What, you may wonder, makes the inclusion of this (quite true) passage so important? It marks a shift in the “Women Who Work” author’s emphasis on the experience of primarily privileged women in the paid leave debate, which has served as a major source of criticism directed at Trump’s so-called activism. Her July 4th editorial, however, seems to show a certain reception of that criticism, and maybe — just maybe — a desire to redirect her efforts in a more inclusive way.
“Making it easier for new parents to return to work after the arrival of a new baby,” the editorial continues, “is a critical part of solving the persistent gender and minority pay gap that exists in part because of prolonged periods away from the workforce and challenges with re-entry… we agree wholeheartedly that government benefits should not be a substitute for private-sector investment. We see a national paid-leave benefit as the necessary floor from which private sector companies and state governments can build.”
It stands to be clarified: Are Trump’s targeted mentions of a more diverse array of women’s lived experiences alone enough to convince us that her brand of activism has suddenly transformed into one devoid of classism? Of course not. This is one editorial, the weight of which seems pretty damn puny when juxtaposed with the insane magnitude of classism — and racism, and sexism — present in the administration she’s a part of.
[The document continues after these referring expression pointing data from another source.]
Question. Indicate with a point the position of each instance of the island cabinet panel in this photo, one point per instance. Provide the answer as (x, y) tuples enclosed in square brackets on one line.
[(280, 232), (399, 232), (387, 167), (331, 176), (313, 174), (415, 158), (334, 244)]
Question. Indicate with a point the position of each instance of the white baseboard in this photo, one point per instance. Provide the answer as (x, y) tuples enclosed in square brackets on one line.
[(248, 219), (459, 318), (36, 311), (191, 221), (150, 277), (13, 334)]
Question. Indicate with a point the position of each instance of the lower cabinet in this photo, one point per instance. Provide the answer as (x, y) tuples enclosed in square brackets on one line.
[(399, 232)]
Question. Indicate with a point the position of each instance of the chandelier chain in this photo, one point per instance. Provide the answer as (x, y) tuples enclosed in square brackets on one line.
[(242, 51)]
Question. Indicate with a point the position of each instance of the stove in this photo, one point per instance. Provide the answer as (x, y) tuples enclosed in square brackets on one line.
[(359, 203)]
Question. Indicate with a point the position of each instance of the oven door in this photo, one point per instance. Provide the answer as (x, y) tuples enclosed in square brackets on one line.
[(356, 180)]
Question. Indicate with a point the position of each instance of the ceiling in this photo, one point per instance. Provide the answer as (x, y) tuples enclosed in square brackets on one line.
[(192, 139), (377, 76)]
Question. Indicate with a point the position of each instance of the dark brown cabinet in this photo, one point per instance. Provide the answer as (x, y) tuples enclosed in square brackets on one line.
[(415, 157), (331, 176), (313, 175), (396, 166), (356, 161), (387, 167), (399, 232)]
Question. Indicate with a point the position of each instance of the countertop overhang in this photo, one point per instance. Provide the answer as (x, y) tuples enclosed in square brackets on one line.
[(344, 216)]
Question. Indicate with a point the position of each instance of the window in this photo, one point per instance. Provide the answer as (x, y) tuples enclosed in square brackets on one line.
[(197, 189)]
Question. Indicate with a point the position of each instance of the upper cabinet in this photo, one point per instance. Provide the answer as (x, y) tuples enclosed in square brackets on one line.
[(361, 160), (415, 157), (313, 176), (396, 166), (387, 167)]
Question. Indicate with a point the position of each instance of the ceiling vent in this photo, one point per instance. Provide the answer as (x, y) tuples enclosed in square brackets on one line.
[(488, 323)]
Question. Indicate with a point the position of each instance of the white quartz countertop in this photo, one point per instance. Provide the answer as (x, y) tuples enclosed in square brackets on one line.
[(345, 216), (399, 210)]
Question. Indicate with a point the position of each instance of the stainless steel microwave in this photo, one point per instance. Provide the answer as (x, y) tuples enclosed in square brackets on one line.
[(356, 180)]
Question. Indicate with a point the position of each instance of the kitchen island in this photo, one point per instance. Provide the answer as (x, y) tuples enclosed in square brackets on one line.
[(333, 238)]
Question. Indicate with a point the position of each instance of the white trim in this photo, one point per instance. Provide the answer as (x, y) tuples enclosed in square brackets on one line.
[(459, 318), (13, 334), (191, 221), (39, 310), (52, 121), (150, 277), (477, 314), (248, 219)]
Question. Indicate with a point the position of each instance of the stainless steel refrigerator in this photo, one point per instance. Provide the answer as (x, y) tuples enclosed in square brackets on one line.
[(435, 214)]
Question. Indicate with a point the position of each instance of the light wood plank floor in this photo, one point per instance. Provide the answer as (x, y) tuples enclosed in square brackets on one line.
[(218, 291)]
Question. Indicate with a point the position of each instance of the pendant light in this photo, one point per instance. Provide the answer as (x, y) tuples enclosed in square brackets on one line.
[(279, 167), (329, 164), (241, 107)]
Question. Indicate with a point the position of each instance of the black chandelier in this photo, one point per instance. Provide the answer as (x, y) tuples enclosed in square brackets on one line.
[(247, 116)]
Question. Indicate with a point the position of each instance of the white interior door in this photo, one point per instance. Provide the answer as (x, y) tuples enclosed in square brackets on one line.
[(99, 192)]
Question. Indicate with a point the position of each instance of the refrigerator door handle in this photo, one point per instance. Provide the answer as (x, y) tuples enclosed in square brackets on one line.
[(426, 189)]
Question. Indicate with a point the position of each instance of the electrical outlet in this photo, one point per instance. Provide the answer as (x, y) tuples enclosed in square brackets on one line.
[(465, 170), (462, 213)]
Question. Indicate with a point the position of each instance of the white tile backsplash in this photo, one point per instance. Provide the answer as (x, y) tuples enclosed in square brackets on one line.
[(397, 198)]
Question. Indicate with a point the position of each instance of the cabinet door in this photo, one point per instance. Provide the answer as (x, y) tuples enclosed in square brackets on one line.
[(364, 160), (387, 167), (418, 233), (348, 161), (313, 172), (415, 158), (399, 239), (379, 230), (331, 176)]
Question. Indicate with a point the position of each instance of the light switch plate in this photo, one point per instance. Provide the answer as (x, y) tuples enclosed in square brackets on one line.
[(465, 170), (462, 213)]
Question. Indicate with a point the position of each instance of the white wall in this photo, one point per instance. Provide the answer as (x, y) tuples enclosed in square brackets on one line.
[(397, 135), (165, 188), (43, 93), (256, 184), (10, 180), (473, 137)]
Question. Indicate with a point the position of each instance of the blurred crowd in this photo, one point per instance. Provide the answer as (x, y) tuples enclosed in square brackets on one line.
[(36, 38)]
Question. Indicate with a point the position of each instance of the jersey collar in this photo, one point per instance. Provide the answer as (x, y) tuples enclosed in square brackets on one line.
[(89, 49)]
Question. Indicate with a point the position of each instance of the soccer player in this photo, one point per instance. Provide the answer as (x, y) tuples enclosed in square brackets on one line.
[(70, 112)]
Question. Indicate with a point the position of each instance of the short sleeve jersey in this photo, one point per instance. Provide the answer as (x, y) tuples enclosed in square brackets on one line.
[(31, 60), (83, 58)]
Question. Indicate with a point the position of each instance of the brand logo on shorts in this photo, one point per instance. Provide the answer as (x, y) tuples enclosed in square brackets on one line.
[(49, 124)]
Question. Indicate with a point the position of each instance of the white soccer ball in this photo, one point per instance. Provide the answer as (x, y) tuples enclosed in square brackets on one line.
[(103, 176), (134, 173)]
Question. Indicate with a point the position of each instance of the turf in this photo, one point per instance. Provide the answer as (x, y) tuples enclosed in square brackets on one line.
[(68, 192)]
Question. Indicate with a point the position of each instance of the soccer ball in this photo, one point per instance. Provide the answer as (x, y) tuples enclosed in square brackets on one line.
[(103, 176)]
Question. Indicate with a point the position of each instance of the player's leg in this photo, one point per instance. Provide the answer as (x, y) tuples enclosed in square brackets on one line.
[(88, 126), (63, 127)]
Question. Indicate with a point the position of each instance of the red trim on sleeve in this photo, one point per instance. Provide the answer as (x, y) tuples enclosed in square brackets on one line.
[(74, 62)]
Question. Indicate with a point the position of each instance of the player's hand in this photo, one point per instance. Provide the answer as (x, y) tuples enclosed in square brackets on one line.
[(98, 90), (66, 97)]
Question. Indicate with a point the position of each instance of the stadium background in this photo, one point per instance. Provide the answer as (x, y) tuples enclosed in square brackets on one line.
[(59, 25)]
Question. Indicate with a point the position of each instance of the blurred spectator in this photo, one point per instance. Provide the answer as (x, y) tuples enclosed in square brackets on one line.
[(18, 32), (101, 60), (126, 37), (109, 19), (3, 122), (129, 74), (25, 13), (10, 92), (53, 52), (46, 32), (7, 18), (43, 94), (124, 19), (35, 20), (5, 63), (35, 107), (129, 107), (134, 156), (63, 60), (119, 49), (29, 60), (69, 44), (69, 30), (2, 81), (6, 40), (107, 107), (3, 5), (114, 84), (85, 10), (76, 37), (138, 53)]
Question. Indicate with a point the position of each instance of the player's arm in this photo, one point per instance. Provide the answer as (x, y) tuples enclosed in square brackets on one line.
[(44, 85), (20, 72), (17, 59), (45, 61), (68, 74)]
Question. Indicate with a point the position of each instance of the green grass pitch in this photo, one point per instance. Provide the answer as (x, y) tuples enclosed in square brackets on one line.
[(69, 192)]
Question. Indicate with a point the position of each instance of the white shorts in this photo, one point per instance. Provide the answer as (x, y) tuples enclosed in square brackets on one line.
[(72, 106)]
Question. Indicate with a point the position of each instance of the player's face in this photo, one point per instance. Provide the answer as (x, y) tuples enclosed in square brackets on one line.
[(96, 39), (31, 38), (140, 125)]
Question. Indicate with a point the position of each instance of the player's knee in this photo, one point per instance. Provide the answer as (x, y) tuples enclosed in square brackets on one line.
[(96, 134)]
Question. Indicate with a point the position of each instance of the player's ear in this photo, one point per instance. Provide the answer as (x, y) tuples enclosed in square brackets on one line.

That said, as her father continues to hurl insults of unparalleled juvenility at even his most minor critics, Ivanka Trump has at least proved herself receptive to feedback in a way that stands to benefit a larger pool of Americans. Specifically when it comes to paid leave, we’ve seen that receptiveness demonstrated when she transitioned from proposing paid leave for only birth mothers to promoting leave for fathers and adoptive parents, too. Now, we’re potentially seeing it again, as her jargon seems to advocate for more than just the rights of wealthy white women.
We’ll have to wait and see, of course, if her words are actually backed by action. But a U.S. in which the rights of all working parents — regardless of race, gender, and/or socioeconomic class — are valued and prioritized is a country we'd all benefit to live in.